The rapid rise in Kroger’s share price means that shares are now trading at a P/E multiple of over 16 from less than 10 times in 2019. It is also important to compare Kroger’s P/E to similar companies. Albertsons companiesa food and pharmaceutical retailer, sells at a multiple of 18 while walmart has a 26 P/E. Therefore, while the stock has become relatively more expensive, it is selling at a discount to its peers.

The key question is whether Kroger shares justify this higher relative valuation from a few years ago based on its growth prospects.


Kroger became a major food, pharmaceutical and gas retailer. The retailer sells basic everyday items, so it’s natural to expect steady business no matter what’s happening in the economy. It certainly helped the company during the pandemic.

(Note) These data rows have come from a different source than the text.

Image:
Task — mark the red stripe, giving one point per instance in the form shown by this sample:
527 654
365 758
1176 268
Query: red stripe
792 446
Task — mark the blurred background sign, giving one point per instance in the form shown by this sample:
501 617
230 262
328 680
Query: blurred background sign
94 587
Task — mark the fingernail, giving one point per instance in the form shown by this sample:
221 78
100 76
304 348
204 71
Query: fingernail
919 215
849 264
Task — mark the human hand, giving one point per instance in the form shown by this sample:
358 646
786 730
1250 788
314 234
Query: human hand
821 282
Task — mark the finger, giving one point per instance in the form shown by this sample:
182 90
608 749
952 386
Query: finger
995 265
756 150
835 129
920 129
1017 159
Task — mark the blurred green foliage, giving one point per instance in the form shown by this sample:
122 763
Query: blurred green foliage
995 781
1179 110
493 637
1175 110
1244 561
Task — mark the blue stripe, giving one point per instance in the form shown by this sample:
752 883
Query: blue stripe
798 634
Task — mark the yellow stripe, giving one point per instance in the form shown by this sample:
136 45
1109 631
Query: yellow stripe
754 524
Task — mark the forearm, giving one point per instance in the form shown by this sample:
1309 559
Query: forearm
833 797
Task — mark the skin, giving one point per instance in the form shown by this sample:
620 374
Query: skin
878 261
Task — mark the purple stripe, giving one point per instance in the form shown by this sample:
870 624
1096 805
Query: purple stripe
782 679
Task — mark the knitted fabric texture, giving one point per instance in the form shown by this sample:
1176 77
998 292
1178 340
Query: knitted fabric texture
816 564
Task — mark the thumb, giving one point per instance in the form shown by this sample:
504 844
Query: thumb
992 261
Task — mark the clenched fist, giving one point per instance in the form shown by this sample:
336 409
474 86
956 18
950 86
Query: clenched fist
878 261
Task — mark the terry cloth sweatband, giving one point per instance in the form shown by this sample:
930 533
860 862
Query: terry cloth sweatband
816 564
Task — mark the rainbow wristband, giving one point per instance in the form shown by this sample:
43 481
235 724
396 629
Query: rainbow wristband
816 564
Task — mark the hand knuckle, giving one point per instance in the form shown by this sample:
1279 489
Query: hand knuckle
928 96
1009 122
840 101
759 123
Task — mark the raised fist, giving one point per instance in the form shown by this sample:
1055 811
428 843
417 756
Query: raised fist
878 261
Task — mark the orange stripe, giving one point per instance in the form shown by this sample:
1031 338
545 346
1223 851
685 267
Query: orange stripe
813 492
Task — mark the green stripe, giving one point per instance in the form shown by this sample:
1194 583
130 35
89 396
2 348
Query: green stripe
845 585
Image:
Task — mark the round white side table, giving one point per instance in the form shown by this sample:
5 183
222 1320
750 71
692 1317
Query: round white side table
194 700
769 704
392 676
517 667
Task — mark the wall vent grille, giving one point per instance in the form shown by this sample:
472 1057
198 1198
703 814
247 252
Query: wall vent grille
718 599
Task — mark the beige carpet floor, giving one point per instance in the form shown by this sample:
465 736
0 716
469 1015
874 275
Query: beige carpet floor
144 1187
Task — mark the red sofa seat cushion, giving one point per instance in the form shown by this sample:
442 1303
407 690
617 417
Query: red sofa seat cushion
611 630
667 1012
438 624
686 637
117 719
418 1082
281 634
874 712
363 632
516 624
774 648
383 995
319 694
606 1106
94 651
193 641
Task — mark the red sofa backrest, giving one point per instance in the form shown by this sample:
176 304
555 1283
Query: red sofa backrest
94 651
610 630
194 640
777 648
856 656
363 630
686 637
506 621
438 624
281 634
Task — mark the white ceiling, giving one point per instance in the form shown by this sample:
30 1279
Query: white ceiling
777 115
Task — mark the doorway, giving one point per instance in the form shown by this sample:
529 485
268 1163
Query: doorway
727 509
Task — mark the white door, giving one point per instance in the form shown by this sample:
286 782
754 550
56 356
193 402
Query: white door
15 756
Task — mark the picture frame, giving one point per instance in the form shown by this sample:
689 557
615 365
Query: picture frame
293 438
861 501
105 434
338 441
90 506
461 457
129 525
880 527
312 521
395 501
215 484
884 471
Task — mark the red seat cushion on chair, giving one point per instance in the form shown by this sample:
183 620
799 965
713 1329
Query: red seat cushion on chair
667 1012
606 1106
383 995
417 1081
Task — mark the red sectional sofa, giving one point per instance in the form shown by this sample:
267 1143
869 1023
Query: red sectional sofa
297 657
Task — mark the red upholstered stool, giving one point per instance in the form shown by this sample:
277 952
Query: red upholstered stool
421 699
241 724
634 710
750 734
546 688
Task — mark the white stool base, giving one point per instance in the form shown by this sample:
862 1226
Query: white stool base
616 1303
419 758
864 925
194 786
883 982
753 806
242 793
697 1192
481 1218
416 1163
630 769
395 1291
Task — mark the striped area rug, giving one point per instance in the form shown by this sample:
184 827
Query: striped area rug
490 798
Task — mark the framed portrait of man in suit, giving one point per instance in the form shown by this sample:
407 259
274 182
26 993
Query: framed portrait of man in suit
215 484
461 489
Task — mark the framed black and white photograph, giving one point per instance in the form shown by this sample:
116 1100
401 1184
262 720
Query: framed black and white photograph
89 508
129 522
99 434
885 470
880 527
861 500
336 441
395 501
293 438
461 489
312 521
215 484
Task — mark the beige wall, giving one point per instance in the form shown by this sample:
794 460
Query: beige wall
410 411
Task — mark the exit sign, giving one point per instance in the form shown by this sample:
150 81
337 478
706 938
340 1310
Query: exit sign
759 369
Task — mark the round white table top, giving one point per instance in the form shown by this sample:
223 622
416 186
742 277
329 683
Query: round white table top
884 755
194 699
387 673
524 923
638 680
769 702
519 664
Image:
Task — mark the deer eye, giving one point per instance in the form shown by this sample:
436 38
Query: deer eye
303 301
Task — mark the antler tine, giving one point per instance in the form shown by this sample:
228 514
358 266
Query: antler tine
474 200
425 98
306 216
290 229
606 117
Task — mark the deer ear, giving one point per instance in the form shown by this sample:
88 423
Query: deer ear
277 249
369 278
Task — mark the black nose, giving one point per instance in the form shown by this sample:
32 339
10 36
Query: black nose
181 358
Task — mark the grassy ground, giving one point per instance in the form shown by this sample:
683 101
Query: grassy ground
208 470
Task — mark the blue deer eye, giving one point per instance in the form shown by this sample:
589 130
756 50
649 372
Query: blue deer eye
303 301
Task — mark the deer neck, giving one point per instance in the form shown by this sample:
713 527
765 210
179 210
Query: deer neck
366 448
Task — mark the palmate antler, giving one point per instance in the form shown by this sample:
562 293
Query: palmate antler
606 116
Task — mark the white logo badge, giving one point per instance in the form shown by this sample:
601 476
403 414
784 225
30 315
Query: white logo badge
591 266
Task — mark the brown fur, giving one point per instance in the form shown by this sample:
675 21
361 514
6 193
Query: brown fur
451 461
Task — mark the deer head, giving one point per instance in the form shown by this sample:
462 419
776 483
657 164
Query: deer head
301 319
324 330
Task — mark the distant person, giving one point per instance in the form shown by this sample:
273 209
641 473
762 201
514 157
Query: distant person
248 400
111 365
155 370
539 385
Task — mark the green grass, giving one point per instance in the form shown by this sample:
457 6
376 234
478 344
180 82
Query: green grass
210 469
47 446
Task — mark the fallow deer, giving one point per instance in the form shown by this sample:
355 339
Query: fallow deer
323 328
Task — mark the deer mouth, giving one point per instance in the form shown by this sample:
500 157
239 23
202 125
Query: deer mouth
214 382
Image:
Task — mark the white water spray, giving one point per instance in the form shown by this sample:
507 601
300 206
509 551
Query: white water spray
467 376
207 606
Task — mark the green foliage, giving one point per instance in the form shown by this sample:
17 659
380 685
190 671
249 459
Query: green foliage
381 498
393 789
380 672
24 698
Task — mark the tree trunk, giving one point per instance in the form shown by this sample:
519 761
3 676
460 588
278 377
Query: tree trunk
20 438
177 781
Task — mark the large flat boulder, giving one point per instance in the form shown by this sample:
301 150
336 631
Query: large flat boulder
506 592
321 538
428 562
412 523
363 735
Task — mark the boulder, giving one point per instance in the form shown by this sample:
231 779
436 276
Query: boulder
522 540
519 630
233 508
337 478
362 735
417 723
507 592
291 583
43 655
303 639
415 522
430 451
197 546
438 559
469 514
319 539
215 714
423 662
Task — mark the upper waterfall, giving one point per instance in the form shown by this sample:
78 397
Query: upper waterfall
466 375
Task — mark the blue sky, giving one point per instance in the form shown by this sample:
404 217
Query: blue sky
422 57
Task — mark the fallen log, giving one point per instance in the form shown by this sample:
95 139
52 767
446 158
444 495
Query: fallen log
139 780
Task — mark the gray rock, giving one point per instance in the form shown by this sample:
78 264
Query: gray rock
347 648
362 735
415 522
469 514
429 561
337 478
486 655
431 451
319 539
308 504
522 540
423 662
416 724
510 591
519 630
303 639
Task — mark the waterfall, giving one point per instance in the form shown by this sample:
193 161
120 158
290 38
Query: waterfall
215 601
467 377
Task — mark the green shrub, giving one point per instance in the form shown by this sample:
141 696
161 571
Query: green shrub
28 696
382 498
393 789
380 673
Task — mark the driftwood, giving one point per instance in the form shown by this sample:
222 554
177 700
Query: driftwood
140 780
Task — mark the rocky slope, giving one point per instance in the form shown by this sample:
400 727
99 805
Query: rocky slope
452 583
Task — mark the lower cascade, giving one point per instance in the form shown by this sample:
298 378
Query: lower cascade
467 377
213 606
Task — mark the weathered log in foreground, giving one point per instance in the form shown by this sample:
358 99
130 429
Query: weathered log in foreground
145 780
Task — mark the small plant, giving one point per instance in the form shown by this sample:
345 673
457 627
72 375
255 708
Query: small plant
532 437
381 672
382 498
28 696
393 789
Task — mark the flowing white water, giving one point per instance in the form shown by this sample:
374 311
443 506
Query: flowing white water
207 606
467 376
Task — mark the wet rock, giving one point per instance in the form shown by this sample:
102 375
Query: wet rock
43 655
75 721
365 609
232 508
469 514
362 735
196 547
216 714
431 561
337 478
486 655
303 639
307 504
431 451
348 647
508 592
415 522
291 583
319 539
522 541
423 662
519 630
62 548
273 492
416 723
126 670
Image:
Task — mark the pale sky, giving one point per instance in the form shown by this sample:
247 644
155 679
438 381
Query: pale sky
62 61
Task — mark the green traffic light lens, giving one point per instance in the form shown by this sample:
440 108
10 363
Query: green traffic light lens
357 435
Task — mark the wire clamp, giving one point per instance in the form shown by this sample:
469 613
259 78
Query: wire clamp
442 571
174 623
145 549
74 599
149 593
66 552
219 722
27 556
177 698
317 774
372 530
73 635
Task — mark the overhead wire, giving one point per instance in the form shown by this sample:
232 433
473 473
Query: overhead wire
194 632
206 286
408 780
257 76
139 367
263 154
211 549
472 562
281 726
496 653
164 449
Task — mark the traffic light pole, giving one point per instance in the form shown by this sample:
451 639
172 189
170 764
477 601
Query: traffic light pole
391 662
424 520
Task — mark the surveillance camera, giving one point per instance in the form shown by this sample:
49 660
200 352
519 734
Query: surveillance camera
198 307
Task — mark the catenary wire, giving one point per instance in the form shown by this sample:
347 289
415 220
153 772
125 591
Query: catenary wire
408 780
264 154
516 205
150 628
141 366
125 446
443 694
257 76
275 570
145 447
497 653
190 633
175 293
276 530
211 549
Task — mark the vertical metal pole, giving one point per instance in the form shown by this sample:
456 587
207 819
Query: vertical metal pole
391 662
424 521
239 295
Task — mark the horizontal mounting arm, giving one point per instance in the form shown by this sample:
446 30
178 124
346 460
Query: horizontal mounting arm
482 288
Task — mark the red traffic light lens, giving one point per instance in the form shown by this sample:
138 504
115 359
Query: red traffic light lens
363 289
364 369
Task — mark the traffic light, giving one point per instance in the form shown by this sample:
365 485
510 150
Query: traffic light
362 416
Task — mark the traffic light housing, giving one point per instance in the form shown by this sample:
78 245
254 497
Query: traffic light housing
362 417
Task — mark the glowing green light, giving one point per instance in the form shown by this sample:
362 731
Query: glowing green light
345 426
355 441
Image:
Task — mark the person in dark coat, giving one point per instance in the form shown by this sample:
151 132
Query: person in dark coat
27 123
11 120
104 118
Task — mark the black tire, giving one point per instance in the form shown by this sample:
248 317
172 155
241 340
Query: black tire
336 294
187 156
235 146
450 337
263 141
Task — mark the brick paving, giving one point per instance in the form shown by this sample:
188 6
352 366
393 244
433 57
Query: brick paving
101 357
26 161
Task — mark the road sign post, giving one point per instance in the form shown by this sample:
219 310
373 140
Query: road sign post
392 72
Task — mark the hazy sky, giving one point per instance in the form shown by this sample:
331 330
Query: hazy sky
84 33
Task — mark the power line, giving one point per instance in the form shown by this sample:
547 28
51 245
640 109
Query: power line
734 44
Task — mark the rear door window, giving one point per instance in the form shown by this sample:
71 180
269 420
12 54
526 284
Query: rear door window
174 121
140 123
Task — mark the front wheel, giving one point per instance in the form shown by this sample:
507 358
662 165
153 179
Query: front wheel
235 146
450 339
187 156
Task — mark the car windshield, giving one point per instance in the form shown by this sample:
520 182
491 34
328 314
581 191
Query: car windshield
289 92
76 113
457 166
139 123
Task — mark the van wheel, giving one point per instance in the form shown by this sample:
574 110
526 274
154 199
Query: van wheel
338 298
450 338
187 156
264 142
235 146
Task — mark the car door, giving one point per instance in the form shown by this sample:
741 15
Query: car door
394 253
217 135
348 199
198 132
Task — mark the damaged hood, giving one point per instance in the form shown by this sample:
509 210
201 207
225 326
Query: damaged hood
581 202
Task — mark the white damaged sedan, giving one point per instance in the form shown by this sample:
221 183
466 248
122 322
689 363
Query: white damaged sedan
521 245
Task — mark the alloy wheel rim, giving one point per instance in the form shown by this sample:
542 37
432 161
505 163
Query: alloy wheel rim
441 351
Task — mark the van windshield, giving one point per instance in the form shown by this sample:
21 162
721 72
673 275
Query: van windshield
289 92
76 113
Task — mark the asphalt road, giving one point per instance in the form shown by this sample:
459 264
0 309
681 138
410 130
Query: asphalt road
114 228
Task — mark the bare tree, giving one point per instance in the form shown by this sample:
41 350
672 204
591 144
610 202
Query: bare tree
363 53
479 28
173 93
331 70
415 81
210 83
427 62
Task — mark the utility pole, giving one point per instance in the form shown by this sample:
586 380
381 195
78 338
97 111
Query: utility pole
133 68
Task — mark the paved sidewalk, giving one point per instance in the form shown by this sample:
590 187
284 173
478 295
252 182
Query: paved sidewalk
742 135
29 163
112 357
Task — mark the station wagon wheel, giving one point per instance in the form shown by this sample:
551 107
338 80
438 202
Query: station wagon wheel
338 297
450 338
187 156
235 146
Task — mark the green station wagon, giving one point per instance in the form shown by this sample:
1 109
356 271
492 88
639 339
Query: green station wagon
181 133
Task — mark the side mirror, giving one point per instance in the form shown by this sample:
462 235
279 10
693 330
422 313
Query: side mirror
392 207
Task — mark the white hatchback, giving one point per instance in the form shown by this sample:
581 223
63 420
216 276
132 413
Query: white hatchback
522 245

Consumers have many options, however. But pushing its “lead with fresh and accelerate with digital” has been a powerful combination to stay competitive with companies like Amazon and walmart. For its first fiscal quarter (ended May 21), comparable store sales (coms) excluding fuel increased 4.1%. Kroger’s adjusted operating profit was $1.6 billion, up 16.4% from a year ago.

Management gave a more optimistic forecast for this year. He expects comps to rise 2.5% to 3.5%. Previously, the company was calling for a 2-3% increase in comps.

Like other retailers, Kroger has faced higher supply chain costs. The company has a vertically integrated supply chain that helps mitigate them. However, while the company has increased this year’s adjusted operating profitability expectations by $100 million to a range of $4.3 billion to $4.4 billion, the revised figure remains relatively stable compared to previous estimates. $4.3 billion in fiscal year 2021.

Kroger has a lot to do. It has generated consistent sales growth and its profits have increased. However, with higher stock valuations and a cautious operating profit outlook for this year, I would hold off on any buying at this time.